Utworem poprzedzającym premierę i rozpoczynającym kampanię promocyjną był Hand In Hand. Do sieci trafiła najpierw alternatywna, punkowa wersja singla – w klipie członkowie wystąpili w kominiarkach, a teksty ilustrowały czarno-białe sceny zamieszek ulicznych. Jako wykonawca podpisany został zespół In Schwarz z Hamburga. Piosenkę polecali na Facebooku m.in. Jan Delay, Casper, K.I.Z., a nawet trafiła na playlisty rozgłośni radiowych. Dopiero podczas występu w programie Circus HalliGalli stało się jasne, że pod tajemniczą nazwą ukrywa się Kraftklub. Następnie przy wsparciu Red Bull zespół wyruszył w trasę „Konvoi In Schwarz“, w ramach której zagrał siedem darmowych koncertów w niemieckich miastach. O miejscach spontanicznych występów informowano fanów na bieżąco w internecie, a muzycy prowadzili bloga z podróż. Jak na popularny zespół alternatywny przystało, kampania przypominała rozmachem promocję Reflektor Arcade Fire, a płyta In Schwarz trafiła na pierwsze miejsce listy sprzedaży.

Kolorowy świat

Ostanio najczęściej zadawanym pytaniem muzykom jest: Czy już przenieśli się do Berlina czy ciągle mieszkają w Chemnitz? Felix Brummer i jego koledzy często bywają w stolicy w sprawach zawodowych i nawet nagrywali tam album. Oczywiście podoba im się w Berlinie, bo w ich mieście w ciągu roku nie odbywa się tyle koncertów, co tam w tydzień i nie ma również takich smacznych kebabów. Mimo to nie zamierzają opuszczać Chemnitz, gdzie mieszkają ich rodziny i znajomi, ojciec Brummera prowadzi klub Atomino i organizują ogromną imprezę Kosmonaut Festival. Członkowie Kraftklub muszą również zapewniać, że sukces ich nie zmienił i nie poprzewracało im się w głowach od popularności.
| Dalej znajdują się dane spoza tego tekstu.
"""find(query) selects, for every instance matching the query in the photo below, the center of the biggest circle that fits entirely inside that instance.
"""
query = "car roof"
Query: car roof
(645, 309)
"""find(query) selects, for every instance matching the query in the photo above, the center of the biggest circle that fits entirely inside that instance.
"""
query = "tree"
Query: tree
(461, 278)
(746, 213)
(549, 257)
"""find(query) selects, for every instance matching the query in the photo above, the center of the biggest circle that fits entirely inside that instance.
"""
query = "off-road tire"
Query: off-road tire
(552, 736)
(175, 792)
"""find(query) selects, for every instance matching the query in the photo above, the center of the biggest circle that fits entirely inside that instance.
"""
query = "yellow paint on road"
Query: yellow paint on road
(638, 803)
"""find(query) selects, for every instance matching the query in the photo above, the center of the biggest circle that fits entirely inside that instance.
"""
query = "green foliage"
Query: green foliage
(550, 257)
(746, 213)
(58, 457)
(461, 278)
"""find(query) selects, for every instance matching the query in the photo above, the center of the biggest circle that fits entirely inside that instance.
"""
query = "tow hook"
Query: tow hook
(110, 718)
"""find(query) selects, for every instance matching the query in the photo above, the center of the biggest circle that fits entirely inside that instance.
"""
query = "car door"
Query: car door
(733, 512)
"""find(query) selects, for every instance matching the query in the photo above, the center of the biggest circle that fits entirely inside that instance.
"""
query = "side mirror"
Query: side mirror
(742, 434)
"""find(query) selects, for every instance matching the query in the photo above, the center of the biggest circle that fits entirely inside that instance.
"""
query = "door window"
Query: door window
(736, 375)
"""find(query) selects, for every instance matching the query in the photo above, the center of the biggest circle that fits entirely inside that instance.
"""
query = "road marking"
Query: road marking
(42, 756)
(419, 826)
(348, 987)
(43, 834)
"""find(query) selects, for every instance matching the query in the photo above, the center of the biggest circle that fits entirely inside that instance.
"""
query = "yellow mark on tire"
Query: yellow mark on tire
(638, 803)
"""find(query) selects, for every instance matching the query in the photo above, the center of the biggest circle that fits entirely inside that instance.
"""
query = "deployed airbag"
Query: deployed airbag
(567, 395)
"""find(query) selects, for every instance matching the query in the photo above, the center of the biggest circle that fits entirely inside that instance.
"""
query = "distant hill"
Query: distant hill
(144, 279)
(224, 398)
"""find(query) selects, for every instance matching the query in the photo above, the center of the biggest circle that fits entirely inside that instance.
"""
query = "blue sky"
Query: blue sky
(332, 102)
Na nowej płycie śpiewają nawet o tym w utworze Zwei Dosen Sprite. „Dobrze jest być znanym i mamy wiele miłych wspomnień. Niestety z popularnością wiąże się też bywanie na komicznych imprezach z różnymi znanymi osobami. Wiele razy otwieraliśmy oczy ze zdziwienia i nie mogliśmy uwierzyć w to, co widzimy. Doszliśmy do wniosku, że nie chcemy mieć nic wspólnego z tym światem. Wolimy wypić piwo z kumplami niż wciągać koks z gwiazdami“, tłumaczy Brummer w rozmowie z „Tagesspiegel“.